De oogsten in het Heilige Rustjaar en het Jubeljaar

25 De Heer zei tegen Mozes op de berg Sinaï: "Zeg tegen de Israëlieten: Als jullie in het land zijn gekomen dat Ik jullie zal geven, dan moeten jullie het land om de zeven jaar rust geven. Het land moet een heilige rusttijd voor Mij krijgen. Zes jaar lang mogen jullie op de akkers zaaien en de wijngaarden snoeien en de oogsten binnenhalen. Maar het zevende jaar moet het land rust hebben. Het is een heilige rusttijd voor Mij.[a] Dan mogen jullie niet op de akkers zaaien en de wijngaarden niet snoeien. Wat vanzelf opkomt, mogen jullie niet oogsten om te verkopen, maar alleen om zelf van te eten. En de druiven die aan jullie niet-gesnoeide wijnstruiken groeien, mogen jullie niet plukken om te verkopen, maar alleen om zelf van te eten. Het is een jaar van rust voor het land. Wat er in dat jaar op het land groeit, zal genoeg zijn voor jullie allemaal om van te leven. Het is genoeg voor jullie en jullie slaven, slavinnen en knechten en voor de vreemdelingen die bij jullie wonen. Ook voor het vee en de wilde dieren.

Read full chapter

Footnotes

  1. Leviticus 25:4 Dat zevende jaar was het 'Sabbatjaar'. In de BasisBijbel wordt dat jaar het 'Heilige Rustjaar' genoemd, net zoals de 'sabbat' de 'heilige rustdag' is genoemd.

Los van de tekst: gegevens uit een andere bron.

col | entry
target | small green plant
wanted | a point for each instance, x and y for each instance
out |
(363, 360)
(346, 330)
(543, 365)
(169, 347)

Instelling van het sabbatsjaar

25 1,2 Toen Mozes op de berg Sinaï was, gaf de Here hem de volgende aanwijzingen voor het volk Israël: ‘Wanneer u in het land dat Ik u ga geven aankomt, moet u het land een jaar voor de Here laten rusten. Zes jaren mag u uw land inzaaien, uw wijngaard snoeien en uw oogsten binnenhalen, maar het zevende jaar moet u het land rust geven en onbewerkt laten. Zaai uw land niet in en snoei uw wijngaard niet in dat jaar. Zelfs de gewassen die uit zichzelf opkomen en de druiven die wild groeien, mag u niet oogsten, want het is een jaar van rust voor het land. 6,7 Van wat er in het sabbatsjaar vanzelf opkomt mag iedereen eten. Uzelf, uw slaven, bedienden en de vreemdelingen onder u. Het vee en de wilde dieren mogen op het land grazen.